Of the 1,001 adults surveyed between November 7-10, seven in 10 say the economy is in ‘bad shape’, which is up from 58 per cent who said the same in the poll taken in the spring.
While 48 per cent of respondents say they blame Biden directly for inflation, Biden has 55 per cent disapproval and only 39 per cent approval for his handling of the economy overall – a six point drop since early September and a massive 13 point drop from April.
Biden’s disapproval rating on the economy is six points higher than former President Donald Trump’s highest disapproval rating in that area in September 2017, according to the ABC News/Washington Post poll.
The president’s overall approval rating is very similar to his ratings related to the economy.
When Trump hit a low economic approval, Republicans lost a whopping 40 seats in the House in the 2018 midterm elections – an eerie premonition as Democrats try to hold on to their slim majorities in Congress going into the 2022 midterms.
Joe Biden’s approval rating continues to dive in the midst of economic crises, dipping to 41% in a new poll from 11 points higher in April
If the midterms were held today, the poll found that 51 per cent of registered voters would support a Republican candidate in their congressional district, while only 41 per cent say they would support a Democrat.
This figure is the biggest lead for the GOP in 40 years – since the ABC/Post poll started asking this question in November 1981.
It is also only the ninth time ever in the 110 polls that the Republican Party has had an advantage over Democrats.
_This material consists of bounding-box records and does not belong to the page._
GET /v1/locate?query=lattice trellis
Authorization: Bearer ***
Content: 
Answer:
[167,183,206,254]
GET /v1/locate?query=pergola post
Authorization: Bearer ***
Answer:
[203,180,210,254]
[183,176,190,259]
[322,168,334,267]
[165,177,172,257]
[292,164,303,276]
It is also only the second time that advantage has been significant – in January 2002 the GOP had a seven points lead.
Evidence of the shift is the recent gubernatorial race in Virginia earlier in November when GOP newcomer Glenn Youngkin scored a win over former Democratic Governor Terry McAuliffe in a state Biden won by 10 points in 2020 and has been increasingly going blue the last few elections.
Despite Biden scoring a win after Congress finally passed the $1.2 trillion bipartisan infrastructure bill earlier this month, the victory gave him no bump in approval, which could lead his administration to push even harder for passage of his Build Back Better agenda that includes massive social and welfare spending.
The poll also shows that many of Biden’s keystone policies are much more popular than he is.
There is 63 per cent favorability toward the infrastructure bill and 58 per cent support for the $2 trillion spending bill still under debate in Congress.
Just 31 per cent of adults feel that Biden is keeping his major campaign promises – and only 35 per cent feel he has accomplished much overall as president so far.
The poll of 1,001 adults has a margin of error of 3.5 percentage points and includes responses from 882 registered voters.